Fundamental information concerning the mechanism of electron transfer from reduced heteropolytungstates (POM_red) to O₂, and the effect of donor-ion charge on reduction of O₂ to superoxide anion (O₂^.-), is obtained using an isostructural series of 1e^--reduced donors: α-Xⁿ⁺W₁₂O ₄₀^(9-n)-, Xⁿ⁺ = Al³⁺, Si ⁴⁺, P⁵⁺. For all three, a single rate expression is observed: -d[POM_red]/dt = 2k₁₂[POM_red][O ₂], where k₁₂ is for the rate-limiting electron transfer from POM_red to O₂. At pH 2 (175 mM ionic strength), k ₁₂ increases from 1.4 ± 0.2 to 8.5 ± 1 to 24 ± 2 M^-1s^-1 as Xⁿ⁺ is varied from P⁵⁺ (3_red) to Si⁴⁺ (2_red) to Al³⁺ (1_red). Variable-pH data (for 1_red) and solvent-kinetic isotope (KIE = k_H/k_D) data (all three ions) indicate that protonated superoxide (HO₂•) is formed in two steps-electron transfer, followed by proton transfer (ET-PT mechanism)-rather than via simultaneous proton-coupled electron transfer (PCET). Support for an outersphere mechanism is provided by agreement between experimental k₁₂ values and those calculated using the Marcus cross relation. Further evidence is provided by the small variation in k₁₂ observed when Xⁿ⁺ is changed from P⁵⁺ to Si⁴⁺ to Al³⁺, and the driving force for formation of O₂^.- (aq), which increases as cluster-anion charge becomes more negative, increases by nearly +0.4 V (a decrease of >9 kcal mol^-1 in ΔG°).

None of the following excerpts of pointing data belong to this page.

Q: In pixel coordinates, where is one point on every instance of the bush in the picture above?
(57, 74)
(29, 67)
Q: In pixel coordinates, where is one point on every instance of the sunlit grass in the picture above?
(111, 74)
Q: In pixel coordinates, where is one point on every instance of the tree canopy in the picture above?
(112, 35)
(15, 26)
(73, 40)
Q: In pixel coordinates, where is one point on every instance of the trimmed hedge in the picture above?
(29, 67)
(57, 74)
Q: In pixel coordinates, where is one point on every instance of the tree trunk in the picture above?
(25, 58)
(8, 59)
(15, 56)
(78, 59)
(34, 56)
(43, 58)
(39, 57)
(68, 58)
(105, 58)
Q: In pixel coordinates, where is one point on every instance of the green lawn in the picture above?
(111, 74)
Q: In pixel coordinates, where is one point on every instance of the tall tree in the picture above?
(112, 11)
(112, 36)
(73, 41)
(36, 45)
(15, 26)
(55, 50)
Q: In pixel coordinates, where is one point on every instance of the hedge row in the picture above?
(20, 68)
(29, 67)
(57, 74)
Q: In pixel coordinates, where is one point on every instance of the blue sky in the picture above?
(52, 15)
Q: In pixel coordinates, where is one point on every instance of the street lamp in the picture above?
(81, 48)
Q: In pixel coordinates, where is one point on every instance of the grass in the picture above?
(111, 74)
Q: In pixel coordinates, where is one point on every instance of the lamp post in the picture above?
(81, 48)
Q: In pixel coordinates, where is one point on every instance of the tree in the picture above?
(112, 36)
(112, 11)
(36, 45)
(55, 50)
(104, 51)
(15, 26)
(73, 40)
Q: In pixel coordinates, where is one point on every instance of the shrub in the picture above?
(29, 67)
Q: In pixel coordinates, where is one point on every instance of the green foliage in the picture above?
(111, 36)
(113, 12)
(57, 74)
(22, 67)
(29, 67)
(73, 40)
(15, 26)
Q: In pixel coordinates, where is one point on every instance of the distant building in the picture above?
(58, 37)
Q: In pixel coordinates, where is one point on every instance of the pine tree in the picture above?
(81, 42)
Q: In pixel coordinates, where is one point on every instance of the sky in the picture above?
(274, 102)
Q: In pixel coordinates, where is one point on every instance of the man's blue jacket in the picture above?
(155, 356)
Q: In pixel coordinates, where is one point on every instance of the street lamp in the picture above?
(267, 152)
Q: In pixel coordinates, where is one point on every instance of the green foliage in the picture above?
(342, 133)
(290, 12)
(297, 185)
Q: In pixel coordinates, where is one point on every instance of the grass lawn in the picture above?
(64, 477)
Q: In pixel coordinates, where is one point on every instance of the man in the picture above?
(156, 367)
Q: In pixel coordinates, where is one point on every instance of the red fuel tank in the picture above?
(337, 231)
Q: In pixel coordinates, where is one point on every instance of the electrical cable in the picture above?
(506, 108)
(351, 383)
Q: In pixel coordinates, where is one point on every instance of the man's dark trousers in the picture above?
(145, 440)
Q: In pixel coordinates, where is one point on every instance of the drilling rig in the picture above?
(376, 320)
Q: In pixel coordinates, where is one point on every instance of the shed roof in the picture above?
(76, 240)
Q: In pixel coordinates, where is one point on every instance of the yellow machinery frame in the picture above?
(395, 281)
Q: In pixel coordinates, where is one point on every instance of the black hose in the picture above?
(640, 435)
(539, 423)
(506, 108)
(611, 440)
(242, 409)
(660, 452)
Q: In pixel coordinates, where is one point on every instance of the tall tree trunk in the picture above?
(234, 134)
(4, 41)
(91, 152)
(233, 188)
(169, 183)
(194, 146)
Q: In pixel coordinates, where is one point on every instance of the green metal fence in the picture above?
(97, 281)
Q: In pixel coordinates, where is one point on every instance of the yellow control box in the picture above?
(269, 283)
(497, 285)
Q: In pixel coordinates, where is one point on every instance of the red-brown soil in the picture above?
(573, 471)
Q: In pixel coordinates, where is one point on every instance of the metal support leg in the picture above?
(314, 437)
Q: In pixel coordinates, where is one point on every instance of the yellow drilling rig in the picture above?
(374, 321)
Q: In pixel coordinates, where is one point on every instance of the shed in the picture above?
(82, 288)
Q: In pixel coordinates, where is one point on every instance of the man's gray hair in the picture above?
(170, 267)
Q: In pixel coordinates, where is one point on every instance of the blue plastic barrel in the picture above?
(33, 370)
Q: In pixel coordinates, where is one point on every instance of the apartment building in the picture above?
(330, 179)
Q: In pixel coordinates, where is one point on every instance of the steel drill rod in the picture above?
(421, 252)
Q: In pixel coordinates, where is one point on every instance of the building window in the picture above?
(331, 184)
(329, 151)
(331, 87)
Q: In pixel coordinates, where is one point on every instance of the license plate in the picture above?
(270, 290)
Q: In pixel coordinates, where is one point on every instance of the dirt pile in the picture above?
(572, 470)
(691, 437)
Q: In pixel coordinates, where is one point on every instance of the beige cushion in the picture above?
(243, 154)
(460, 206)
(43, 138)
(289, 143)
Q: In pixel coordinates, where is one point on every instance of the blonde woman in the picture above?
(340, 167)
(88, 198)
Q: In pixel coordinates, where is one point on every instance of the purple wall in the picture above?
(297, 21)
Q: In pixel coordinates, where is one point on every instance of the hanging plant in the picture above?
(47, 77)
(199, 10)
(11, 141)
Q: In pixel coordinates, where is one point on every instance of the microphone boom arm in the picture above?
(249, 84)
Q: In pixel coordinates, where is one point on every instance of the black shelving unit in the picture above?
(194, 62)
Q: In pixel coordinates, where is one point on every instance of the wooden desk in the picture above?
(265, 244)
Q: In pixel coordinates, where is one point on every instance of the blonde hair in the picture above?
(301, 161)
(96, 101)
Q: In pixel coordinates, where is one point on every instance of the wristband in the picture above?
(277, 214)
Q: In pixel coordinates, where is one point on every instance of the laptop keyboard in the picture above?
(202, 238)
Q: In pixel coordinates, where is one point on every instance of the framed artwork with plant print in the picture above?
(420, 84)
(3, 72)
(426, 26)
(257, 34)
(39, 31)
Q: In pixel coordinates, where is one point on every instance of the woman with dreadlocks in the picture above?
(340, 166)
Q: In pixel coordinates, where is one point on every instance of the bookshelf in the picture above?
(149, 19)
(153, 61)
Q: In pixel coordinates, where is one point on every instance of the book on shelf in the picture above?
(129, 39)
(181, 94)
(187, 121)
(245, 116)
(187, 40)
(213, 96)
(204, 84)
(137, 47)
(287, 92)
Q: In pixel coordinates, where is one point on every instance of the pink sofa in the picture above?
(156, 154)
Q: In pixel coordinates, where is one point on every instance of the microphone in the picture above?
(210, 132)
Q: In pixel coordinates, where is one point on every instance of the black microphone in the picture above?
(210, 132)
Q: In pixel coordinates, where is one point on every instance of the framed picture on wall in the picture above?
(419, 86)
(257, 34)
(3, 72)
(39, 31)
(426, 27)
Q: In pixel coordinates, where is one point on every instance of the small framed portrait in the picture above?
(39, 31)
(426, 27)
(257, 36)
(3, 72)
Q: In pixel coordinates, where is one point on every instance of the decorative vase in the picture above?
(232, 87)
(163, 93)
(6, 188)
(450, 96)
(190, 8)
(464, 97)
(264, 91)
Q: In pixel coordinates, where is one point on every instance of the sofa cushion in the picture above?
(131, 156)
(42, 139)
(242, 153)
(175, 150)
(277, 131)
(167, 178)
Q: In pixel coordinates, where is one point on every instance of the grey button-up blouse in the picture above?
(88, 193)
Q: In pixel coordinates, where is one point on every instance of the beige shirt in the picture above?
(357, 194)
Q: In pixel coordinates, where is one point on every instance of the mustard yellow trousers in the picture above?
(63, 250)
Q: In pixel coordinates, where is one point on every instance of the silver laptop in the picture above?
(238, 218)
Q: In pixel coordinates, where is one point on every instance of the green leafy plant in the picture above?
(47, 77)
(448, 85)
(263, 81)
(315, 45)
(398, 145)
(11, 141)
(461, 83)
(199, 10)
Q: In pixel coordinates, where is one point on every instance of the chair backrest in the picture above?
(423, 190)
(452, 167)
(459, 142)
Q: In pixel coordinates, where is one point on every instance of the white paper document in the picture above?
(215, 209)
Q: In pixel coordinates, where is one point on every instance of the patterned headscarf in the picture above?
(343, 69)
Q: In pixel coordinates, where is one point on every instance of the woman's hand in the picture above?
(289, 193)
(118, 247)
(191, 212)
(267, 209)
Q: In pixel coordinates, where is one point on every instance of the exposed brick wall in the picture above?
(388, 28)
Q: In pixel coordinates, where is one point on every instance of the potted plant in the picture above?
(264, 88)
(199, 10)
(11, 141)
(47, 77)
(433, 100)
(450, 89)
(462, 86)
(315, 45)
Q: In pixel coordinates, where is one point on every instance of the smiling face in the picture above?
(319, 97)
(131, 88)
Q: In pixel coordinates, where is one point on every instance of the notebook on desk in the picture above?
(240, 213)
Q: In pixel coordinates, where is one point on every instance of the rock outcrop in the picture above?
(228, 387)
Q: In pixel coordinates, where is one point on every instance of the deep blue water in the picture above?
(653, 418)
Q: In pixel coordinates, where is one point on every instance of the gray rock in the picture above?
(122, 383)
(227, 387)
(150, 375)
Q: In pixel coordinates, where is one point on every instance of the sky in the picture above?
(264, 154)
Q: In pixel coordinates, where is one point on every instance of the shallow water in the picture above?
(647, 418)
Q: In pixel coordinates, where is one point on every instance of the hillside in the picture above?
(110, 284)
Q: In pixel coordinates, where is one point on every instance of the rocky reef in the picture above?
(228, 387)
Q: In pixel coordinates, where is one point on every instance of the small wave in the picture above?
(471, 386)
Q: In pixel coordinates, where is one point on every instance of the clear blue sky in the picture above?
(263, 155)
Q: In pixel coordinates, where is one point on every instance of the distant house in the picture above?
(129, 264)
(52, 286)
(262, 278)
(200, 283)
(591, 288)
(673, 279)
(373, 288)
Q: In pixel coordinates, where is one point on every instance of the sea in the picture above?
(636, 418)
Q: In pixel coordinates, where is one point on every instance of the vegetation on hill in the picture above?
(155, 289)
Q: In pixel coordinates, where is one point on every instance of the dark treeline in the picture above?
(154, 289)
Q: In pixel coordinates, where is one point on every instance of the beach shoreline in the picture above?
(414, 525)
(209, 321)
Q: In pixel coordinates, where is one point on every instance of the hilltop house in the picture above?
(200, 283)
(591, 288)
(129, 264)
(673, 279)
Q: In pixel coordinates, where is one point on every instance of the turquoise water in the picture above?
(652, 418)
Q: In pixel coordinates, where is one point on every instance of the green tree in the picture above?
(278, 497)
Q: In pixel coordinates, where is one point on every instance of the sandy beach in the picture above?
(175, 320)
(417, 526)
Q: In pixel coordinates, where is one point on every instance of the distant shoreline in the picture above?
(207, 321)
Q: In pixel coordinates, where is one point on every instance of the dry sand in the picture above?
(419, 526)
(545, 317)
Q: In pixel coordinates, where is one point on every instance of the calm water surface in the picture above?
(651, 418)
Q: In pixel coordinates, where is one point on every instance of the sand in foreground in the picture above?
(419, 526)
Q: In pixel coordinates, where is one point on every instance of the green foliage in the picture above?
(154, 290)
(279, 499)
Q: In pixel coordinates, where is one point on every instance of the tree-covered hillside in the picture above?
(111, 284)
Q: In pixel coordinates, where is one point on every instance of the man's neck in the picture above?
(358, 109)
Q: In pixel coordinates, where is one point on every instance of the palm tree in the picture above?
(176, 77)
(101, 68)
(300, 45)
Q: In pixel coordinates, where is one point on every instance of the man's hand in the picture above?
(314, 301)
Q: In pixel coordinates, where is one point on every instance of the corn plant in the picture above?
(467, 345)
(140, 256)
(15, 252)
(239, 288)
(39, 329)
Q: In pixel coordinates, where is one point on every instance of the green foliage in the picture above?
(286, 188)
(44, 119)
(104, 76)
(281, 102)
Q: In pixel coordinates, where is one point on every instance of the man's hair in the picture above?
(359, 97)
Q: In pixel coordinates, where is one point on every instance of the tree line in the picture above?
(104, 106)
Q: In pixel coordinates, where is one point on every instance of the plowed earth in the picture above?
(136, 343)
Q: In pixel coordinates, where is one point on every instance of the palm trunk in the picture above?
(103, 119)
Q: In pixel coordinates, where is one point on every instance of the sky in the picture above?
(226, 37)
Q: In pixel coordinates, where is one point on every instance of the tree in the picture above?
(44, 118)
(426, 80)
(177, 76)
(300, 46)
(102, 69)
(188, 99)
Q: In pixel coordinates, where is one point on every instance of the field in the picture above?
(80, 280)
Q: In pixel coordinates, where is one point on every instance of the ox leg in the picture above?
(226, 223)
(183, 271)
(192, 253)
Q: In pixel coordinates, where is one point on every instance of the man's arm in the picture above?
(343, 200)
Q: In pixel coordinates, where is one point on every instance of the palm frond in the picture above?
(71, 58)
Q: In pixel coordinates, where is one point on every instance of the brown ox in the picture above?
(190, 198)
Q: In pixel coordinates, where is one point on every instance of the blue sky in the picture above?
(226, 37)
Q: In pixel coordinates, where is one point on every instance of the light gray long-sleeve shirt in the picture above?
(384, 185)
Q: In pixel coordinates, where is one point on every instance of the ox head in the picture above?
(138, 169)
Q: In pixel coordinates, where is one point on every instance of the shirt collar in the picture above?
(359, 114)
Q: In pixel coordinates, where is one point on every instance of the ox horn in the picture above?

The weak dependence of k₁₂ on POM reduction potentials reflects the outersphere ET-PT mechanism: as the anions become more negatively charged, the "successor-complex" ion pairs are subject to larger anion-anion repulsions, in the order [(3_OX^3-)(O₂ ^.-)]^4- < [(2_OX^4-)(O ₂^.-)]^5- < [(1_OX ^5-)(O₂^.-)]^6-. This reveals an inherent limitation to the use of heteropolytungstate charge and reduction potential to control rates of electron transfer to O₂ under turnover conditions in catalysis.